Tregua incerta, ma come si spiega il recente rally azionario?

L’ultimo articolo di Market Pulse di venerdì si chiudeva con una riflessione chiara: la combinazione tra distensione geopolitica e solidità degli utili stava sostenendo la propensione al rischio, pur in un contesto fragile. A distanza di poche ore, lo scenario è cambiato nuovamente.

Dopo due settimane di forte recupero dei mercati e l’intesa sulla riapertura dello Stretto di Hormuz, il fine settimana ha riportato tensioni. Gli Stati Uniti hanno mantenuto il blocco navale, con l’Iran che ha reagito annunciando una nuova chiusura dello Stretto, interpretando la decisione americana come una violazione del cessate il fuoco.

In attesa del prossimo round di negoziati, appare evidente che la geopolitica continuerà a dominare l’agenda. Le parti restano profondamente diffidenti e ogni sviluppo viene utilizzato per rafforzare la propria posizione negoziale. Il cessate il fuoco scade a breve e, se da un lato Donald Trump ha spesso mostrato cambi di direzione improvvisi, dall’altro l’Iran sembra oggi un interlocutore più solido e meno disposto a concessioni.

Un contesto simile, caratterizzato da comunicazione incoerente e tensione costante, dovrebbe teoricamente generare mercati turbolenti. Eppure, abbiamo assistito in due settimane a uno dei rally azionari più forti e veloci degli ultimi anni, ma come si spiega una dinamica del genere?

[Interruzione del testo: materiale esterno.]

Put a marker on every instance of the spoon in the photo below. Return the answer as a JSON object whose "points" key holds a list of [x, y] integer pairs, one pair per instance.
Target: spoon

Guardando al petrolio, questa mattina è tornato a salire di oltre il 6% dopo il forte calo della seduta precedente (-10%) sulla notizia della riapertura a Hormuz. Scenari come questi sono la gioia dei trader speculativi, ma è evidente che il mercato nel suo complesso resta sensibile a ogni nuovo equilibrio in un settore, quello energetico, che deve ancora impattare sulle prospettive di crescita delle aziende nel medio-lungo termine.

Secondo più analisti una carenza energetica strutturale non si è ancora pienamente manifestata. I tempi di trasporto del greggio impiegano infatti circa un mese dallo Stretto verso le principali economie (ad esempio Cina orientale) e le scorte accumulate starebbero per il momento ritardando l’impatto reale dello shock energetico. Quindi, da qui in avanti si dovrebbero vedere più chiaramente gli effetti della carenza di greggio.

Nel frattempo, però, l’azionario è rimbalzato da fine marzo. È difficile attribuire il rally che ne è seguito ai fondamentali macroeconomici, in quanto solo recentemente questi iniziano a riflettere gli effetti della crisi. Piuttosto, il movimento sembra legato alle aspettative. Proprio mentre le notizie geopolitiche spingevano al ribasso gli indici per tutto il mese di marzo, le stime sugli utili futuri sono state riviste al rialzo, come visto in uno dei precedenti articoli.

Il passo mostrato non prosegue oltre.